Opinión

EL REMEDIO Y LA ENFERMEDAD

La del Reino Unido es una sociedad tremendamente preocupada por la obesidad; dolencia que afecta a 6 de cada 10 adultos y a casi uno de cada tres menores. Y a la que también inquieta la manera de combatirla, especialmente entre los más desfavorecidos: al parecer, la solución pasa por ahorrar en alimentación. Así, un británico medio destina a tal fin sólo el 7 por ciento de su salario. Y, muy posiblemente por eso, hasta el doble en productos farmacéuticos. Contra la obesidad, la dieta es el remedio más común. Pero también, a veces, el más nocivo para la salud.

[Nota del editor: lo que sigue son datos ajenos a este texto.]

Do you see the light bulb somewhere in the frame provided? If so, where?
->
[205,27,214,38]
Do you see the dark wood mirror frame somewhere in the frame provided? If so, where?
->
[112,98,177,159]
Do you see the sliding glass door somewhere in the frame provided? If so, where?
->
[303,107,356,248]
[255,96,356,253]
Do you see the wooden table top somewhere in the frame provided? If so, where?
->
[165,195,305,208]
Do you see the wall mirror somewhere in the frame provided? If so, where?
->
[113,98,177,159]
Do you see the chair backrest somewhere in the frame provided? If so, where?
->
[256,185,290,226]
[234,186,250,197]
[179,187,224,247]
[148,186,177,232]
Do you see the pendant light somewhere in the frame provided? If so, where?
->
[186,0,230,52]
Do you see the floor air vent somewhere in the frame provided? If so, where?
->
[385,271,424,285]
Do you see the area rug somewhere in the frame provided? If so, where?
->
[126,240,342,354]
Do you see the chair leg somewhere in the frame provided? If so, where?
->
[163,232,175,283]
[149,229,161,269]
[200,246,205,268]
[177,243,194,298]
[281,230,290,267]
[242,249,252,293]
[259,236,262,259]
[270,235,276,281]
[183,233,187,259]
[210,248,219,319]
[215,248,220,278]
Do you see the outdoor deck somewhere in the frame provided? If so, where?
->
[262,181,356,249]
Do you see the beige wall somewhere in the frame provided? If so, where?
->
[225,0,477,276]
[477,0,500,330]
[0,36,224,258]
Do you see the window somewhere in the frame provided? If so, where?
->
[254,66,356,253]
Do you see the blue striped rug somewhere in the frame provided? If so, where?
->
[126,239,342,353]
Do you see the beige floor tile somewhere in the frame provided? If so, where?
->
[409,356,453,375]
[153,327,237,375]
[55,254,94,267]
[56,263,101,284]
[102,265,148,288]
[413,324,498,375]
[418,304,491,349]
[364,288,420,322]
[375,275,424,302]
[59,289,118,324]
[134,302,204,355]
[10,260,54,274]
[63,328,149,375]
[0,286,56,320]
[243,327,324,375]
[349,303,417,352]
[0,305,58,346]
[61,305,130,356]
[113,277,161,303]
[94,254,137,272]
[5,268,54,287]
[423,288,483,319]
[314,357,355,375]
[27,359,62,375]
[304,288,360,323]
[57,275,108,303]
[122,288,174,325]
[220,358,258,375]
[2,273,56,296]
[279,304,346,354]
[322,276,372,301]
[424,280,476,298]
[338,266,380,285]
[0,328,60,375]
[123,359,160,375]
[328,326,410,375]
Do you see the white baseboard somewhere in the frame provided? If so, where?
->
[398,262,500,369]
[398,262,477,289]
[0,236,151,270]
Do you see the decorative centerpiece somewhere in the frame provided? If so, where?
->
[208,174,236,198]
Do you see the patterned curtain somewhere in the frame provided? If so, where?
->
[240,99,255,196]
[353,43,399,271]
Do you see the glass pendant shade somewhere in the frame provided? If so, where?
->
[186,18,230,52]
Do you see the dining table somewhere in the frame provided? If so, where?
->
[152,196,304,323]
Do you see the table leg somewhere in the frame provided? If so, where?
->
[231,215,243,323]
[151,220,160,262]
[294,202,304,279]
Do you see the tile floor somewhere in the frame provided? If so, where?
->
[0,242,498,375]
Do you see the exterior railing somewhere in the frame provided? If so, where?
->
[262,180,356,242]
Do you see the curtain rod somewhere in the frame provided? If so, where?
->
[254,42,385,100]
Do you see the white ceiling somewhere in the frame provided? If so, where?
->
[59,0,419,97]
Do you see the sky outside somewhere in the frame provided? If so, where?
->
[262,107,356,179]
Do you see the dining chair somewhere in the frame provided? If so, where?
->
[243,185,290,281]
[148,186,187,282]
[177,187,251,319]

La diferencia entre la ingesta pública de gasto y la anorexia de ingresos equivale en España al 8,51 por ciento del PIB; dos puntos y medio porcentuales por encima del compromiso adquirido con Bruselas para 2011, del 6 por ciento. Al margen de la responsabilidad política que tanto entretiene a este lado de los Pirineos, a Olli Rehn, comisario europeo de Asuntos Económicos, sólo le preocupa el carácter estructural o coyuntural de la desviación, so pena de relajar o de insistir en la obligatoriedad estricta de la dieta prescrita. Existe, en este sentido, un claro componente coyuntural en el deterioro de las finanzas públicas, que obedece a un severo empeoramiento del cuadro macroeconómico, en su momento definido con cierto optimismo, como tuvimos ocasión de denunciar desde esta tribuna hace ahora más de un año. Así se explica la incursión en déficit de la Seguridad Social, cuando se aguardaba un pequeño superávit, y muy posiblemente la desviación de la Administración Central: juntas, explican cerca de un tercio del desaguisado y un magro resultado para tanta reforma.


Ahora bien, el más destacado es el componente estructural, cada vez más abultado y evidente. Y localizado precisamente allí -Administraciones territoriales, autonómicas o locales- donde se prestan servicios públicos básicos y fundamentales para nuestra cohesión intergeneracional, como la sanidad y la educación. Insistir en una dieta férrea y acelerada como la definida desde Bruselas terminaría por erosionar el potencial de crecimiento. Por convertir en estructural lo coyuntural. Y por sumir al país en un letargo socioeconómico, con el riesgo que supondría para el cuerpo del euro el colapso de uno de sus órganos sistémicos. Terminaría, en definitiva, por demostrar en este caso que es peor el remedio que la propia enfermedad.